On June 7, 2018, a complaint was filed in the United States Court, Southern District of New York against 5BARz International, Inc. by EMA Financial LLC, a lender by way of convertible note in the principal amount of $110,000. The Note was entered into on July 30, 2015, see Note 8(m). The complaint requests specific performance under the agreements, claims breach of contract, injunctive relief, costs and attorney fees. On August 31, 2016, the Company had entered into a settlement agreement, which provided for a series of six (6) monthly settlement payments, in the aggregate amount of $188,500 in full settlement of the above referenced note.

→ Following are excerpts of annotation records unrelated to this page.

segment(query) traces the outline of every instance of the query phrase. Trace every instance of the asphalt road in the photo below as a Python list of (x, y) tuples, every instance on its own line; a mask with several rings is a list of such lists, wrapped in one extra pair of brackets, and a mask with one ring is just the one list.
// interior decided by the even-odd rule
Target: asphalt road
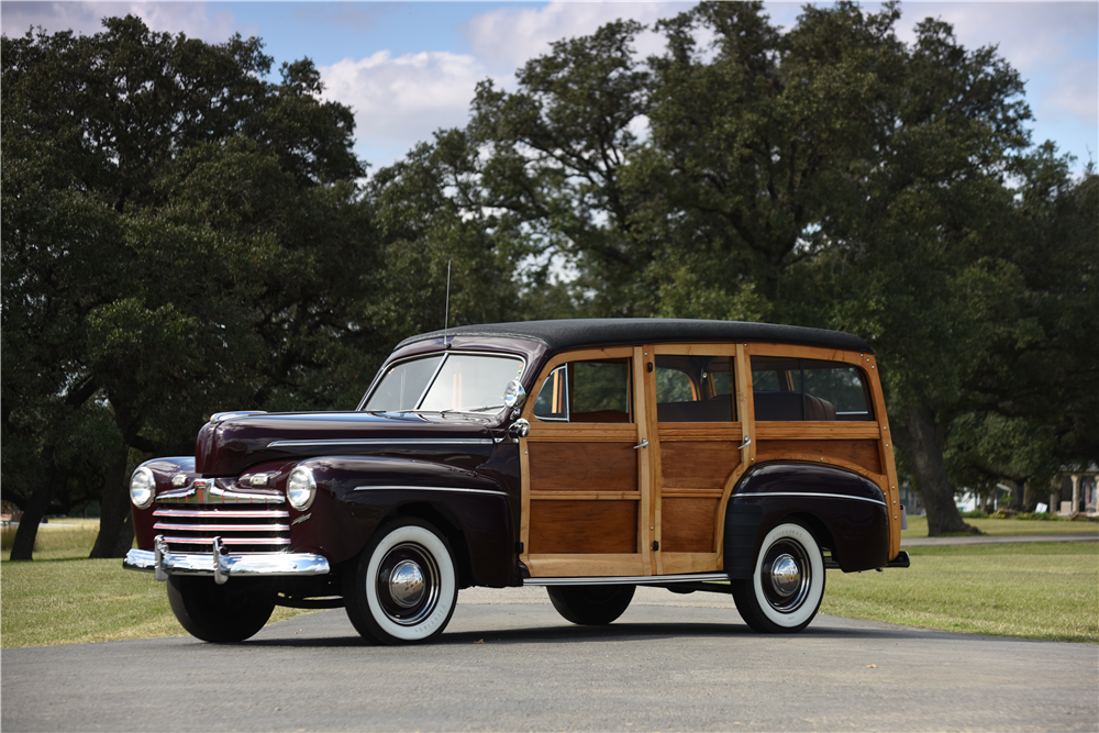
[(342, 610), (247, 643), (3, 649), (18, 731), (1099, 730), (1099, 649), (818, 617), (748, 631), (720, 595), (639, 589), (610, 626), (537, 588), (462, 591), (440, 642), (367, 646)]

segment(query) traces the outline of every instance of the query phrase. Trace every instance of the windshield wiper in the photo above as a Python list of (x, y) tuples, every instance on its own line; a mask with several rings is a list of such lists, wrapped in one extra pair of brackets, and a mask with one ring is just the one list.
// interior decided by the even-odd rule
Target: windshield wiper
[(486, 410), (499, 410), (502, 404), (488, 404), (482, 408), (452, 408), (449, 410), (440, 410), (439, 414), (447, 414), (449, 412), (485, 412)]

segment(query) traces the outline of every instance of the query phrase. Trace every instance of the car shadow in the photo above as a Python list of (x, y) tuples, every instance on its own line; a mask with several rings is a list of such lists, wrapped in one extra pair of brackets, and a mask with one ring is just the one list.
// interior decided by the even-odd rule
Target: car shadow
[[(798, 638), (882, 638), (901, 640), (915, 634), (944, 634), (910, 626), (896, 628), (857, 628), (837, 629), (810, 626), (796, 634)], [(433, 646), (457, 646), (463, 644), (532, 644), (553, 642), (555, 644), (590, 644), (598, 642), (621, 642), (635, 640), (664, 638), (743, 638), (745, 641), (774, 640), (776, 635), (759, 634), (743, 623), (612, 623), (606, 626), (580, 626), (566, 624), (560, 626), (529, 626), (518, 629), (485, 629), (478, 631), (444, 632), (432, 642)], [(342, 647), (342, 646), (380, 646), (357, 635), (348, 636), (284, 636), (253, 638), (242, 642), (246, 646), (264, 647)], [(407, 647), (402, 647), (407, 648)]]

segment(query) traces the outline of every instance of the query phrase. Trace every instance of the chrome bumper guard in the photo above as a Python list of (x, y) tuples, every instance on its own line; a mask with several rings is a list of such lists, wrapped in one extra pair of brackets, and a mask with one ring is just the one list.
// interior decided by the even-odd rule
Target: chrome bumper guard
[(226, 555), (221, 537), (211, 542), (213, 552), (207, 554), (170, 553), (160, 536), (154, 549), (131, 549), (122, 560), (127, 570), (155, 573), (157, 580), (169, 575), (212, 576), (219, 585), (229, 576), (328, 575), (329, 560), (322, 555), (308, 553), (271, 555)]

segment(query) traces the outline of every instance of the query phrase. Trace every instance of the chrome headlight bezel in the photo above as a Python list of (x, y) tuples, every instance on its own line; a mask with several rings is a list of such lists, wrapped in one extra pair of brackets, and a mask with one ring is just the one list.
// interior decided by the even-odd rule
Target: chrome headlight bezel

During the period to December 31, 2016, the Company paid $30,023 by way of the issuance of 389,910 shares. The balance reflected in the consolidated financial statements at December 31, 2016 was $158,477. During 2017, the Company remitted a further $96,659 in payments pursuant to the settlement agreement by way of three issuance of shares aggregating 1,431,447 common shares. At December 31, 2017, the balance due of $61,818 under the settlement agreement was reflected in the consolidated financial statements.

 

On January 8, 2019 a summary judgment was issued in the R Squared Partners, LLC vs 5BARz International, Inc., and Daniel Bland law suit. The summary judgment was awarded without opposition as the parties were actively engaged in settlement negotiations.  Accordingly, the Company is filing a motion vacate the order and or granting a motion to renew. The judgment awarded an interim order for breach of contract in the sum of $380,571 plus late fees in the amount of $2,987 accruing daily from March 16, 2016. The Company’s advisors hold that the judgment is based upon an agreement that charges interest at usury rates, illegal in the State of New York.

 

Incorporation of 5BARz Technologies Pte. Ltd.

 

On October 23, 2018 the Company incorporated a wholly owned subsidiary 5BARz Technologies Pte. Ltd., in Singapore, with the stated objective of the development of software and programming activities related to the Companies developing Big Data business.